11:15-12.15 Thursday 8 May 2014
COMPAS Board Room, Oxford
Speaker: Marianne Holm Pedersen, Danish Folklore Archives, The Royal Library, Copenhagen
In Denmark, voluntary associations play a large role in civil society and in many Danes’ self-understanding of what particularly constitutes Danish society. Voluntary associations are considered important sites for socialization and democratic enculturation, and ‘at gå til noget’ (‘going to something’) is attributed great cultural value. In relation to the inclusion of ethnic minorities in Danish society, many policies target young people and attempt to incorporate them in local associational life. Yet, while there is a strong focus on ethnic minority youth, little knowledge exists about how their parents view the children’s associational incorporation in local society, or about how intergenerational dynamics shape leisure practices and relations to different places among both ethnic minority and majority families.

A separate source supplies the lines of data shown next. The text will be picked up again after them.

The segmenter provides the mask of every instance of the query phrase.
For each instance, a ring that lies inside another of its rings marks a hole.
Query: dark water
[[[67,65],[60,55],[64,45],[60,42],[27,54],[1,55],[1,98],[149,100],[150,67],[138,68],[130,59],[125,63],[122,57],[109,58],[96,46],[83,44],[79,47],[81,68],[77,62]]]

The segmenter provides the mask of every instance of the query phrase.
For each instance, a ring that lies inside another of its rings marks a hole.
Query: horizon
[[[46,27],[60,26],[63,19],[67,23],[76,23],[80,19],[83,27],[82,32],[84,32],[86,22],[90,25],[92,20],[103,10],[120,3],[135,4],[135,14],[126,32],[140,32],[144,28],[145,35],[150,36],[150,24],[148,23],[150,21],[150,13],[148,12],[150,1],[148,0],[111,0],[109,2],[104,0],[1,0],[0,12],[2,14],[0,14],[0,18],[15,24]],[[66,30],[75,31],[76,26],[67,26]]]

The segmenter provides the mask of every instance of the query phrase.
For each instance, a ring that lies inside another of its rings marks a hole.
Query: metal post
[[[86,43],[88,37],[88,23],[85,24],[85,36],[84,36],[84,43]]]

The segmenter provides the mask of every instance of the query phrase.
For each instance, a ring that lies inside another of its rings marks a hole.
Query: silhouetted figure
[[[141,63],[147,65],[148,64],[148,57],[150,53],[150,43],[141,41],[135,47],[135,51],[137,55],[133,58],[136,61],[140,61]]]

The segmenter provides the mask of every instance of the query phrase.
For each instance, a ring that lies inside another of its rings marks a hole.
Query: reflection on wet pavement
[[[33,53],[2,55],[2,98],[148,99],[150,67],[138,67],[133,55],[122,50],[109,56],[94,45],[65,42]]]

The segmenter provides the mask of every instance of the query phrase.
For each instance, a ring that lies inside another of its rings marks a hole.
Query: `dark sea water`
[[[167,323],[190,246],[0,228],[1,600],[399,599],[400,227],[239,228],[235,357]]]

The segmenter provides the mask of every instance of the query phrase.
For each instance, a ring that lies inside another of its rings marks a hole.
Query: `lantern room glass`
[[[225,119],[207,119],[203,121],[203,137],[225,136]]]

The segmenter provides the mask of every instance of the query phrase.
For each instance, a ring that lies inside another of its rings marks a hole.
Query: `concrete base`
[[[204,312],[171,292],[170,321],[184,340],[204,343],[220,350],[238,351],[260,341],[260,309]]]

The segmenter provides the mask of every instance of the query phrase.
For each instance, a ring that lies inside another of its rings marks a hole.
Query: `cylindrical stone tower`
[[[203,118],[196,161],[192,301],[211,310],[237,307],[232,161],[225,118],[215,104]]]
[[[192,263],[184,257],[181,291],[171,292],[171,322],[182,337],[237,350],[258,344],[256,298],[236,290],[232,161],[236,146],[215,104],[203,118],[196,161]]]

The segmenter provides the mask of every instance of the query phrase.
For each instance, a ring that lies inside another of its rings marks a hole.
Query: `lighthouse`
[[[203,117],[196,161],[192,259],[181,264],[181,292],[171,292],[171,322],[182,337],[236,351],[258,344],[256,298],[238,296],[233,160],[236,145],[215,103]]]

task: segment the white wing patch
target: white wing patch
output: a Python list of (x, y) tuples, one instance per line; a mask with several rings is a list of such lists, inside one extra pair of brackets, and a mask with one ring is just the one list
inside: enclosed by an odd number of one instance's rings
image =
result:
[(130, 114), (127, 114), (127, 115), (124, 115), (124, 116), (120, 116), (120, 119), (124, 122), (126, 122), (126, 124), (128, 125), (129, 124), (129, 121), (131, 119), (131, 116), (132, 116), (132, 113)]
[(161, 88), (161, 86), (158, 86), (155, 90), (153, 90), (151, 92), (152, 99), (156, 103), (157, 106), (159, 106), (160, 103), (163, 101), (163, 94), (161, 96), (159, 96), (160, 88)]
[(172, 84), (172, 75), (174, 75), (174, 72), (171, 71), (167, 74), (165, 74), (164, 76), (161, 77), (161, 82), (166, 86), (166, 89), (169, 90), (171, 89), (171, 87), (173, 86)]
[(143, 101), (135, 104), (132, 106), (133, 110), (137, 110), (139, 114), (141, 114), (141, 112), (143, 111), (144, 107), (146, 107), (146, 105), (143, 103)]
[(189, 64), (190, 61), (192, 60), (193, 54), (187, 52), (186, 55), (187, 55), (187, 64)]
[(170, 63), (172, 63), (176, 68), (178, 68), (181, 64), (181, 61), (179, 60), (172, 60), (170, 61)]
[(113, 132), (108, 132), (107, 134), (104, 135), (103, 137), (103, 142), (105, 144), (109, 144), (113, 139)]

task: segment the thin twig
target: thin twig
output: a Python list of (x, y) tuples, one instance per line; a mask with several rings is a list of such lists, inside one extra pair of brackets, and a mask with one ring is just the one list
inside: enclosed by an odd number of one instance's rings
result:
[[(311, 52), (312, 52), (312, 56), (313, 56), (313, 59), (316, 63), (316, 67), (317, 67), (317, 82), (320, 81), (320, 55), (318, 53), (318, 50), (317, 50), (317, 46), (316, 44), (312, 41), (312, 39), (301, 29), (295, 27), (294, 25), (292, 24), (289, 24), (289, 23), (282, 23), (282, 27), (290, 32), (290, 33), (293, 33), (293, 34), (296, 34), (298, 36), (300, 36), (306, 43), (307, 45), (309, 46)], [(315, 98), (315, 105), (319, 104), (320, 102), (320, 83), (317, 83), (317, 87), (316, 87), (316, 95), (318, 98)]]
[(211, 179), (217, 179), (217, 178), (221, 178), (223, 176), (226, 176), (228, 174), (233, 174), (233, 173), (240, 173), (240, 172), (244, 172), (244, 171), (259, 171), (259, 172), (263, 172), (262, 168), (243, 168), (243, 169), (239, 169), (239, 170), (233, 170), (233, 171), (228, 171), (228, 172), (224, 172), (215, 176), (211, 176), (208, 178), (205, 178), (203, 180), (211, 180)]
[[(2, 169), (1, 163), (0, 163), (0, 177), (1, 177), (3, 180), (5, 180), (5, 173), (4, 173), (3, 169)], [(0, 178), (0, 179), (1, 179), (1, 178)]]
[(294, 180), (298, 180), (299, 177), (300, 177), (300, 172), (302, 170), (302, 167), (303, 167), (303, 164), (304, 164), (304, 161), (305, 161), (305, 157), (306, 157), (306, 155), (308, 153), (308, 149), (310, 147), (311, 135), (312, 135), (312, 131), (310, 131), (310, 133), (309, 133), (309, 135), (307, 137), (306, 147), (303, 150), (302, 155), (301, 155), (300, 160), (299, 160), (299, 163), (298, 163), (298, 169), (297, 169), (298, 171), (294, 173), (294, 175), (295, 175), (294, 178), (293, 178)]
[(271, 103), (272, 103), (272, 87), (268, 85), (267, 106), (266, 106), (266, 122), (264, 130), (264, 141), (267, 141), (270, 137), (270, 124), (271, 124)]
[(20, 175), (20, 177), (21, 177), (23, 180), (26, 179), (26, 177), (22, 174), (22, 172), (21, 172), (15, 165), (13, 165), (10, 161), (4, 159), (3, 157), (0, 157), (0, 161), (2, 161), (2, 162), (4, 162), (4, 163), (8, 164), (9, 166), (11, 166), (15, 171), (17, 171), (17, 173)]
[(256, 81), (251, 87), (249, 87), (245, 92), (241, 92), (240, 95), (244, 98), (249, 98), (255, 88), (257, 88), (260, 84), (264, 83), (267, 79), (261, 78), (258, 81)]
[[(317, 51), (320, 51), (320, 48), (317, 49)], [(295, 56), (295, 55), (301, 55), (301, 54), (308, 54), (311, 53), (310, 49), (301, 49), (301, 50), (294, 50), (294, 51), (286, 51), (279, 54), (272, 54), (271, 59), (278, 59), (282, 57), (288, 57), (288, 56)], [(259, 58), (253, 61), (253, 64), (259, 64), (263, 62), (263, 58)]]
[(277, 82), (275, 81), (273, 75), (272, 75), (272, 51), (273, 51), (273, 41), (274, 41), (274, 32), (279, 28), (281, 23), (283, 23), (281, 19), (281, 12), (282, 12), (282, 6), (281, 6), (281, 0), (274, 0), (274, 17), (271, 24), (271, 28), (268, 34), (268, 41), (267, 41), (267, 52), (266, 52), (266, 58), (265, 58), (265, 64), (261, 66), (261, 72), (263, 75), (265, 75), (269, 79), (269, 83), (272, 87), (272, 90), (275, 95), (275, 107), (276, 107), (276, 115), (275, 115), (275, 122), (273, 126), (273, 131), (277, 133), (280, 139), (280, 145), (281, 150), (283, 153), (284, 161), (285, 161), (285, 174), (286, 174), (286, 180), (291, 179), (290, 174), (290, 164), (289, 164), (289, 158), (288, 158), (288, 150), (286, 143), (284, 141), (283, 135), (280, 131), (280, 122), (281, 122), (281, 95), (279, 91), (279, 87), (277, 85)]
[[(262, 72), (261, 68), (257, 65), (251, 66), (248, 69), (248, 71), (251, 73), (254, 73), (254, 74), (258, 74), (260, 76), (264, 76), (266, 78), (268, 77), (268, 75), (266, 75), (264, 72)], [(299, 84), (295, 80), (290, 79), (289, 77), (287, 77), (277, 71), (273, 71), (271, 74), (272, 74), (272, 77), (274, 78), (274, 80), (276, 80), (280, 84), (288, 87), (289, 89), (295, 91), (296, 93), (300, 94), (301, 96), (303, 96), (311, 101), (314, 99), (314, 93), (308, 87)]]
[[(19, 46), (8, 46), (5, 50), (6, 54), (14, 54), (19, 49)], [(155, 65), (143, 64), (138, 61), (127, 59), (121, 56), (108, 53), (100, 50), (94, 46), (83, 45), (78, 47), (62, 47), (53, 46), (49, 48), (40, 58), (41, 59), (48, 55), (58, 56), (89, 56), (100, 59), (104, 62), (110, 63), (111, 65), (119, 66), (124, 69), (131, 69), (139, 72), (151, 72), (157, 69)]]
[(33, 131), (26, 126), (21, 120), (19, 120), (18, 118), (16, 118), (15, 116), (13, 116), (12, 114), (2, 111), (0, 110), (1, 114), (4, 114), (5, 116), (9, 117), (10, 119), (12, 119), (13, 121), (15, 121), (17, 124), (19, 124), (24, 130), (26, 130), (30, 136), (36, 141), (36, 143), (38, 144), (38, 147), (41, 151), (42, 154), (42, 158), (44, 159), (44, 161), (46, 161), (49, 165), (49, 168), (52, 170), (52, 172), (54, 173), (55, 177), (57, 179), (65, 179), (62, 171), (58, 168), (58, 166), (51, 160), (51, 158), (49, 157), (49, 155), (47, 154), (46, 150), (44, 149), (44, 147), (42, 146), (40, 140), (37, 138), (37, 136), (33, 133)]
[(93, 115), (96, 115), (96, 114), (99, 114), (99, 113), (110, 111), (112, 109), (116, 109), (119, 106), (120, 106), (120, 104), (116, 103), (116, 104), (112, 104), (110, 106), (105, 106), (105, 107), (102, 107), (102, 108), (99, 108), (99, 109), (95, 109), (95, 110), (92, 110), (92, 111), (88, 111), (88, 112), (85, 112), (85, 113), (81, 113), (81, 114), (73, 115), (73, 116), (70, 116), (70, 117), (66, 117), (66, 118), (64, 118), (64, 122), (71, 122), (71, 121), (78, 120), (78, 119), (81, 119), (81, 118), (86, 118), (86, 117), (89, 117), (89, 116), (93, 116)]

Based on a small, ongoing pilot project among youth and their parents in an ethnically diverse neighborhood in Copenhagen, this presentation will explore different generational perspectives on youth's leisure activities. The talk will look at how different places become positioned as legitimate or not legitimate in relation to age, gender, ethnicity, social class and civil society involvement, and what this is assumed to reveal about family relations and local inclusion.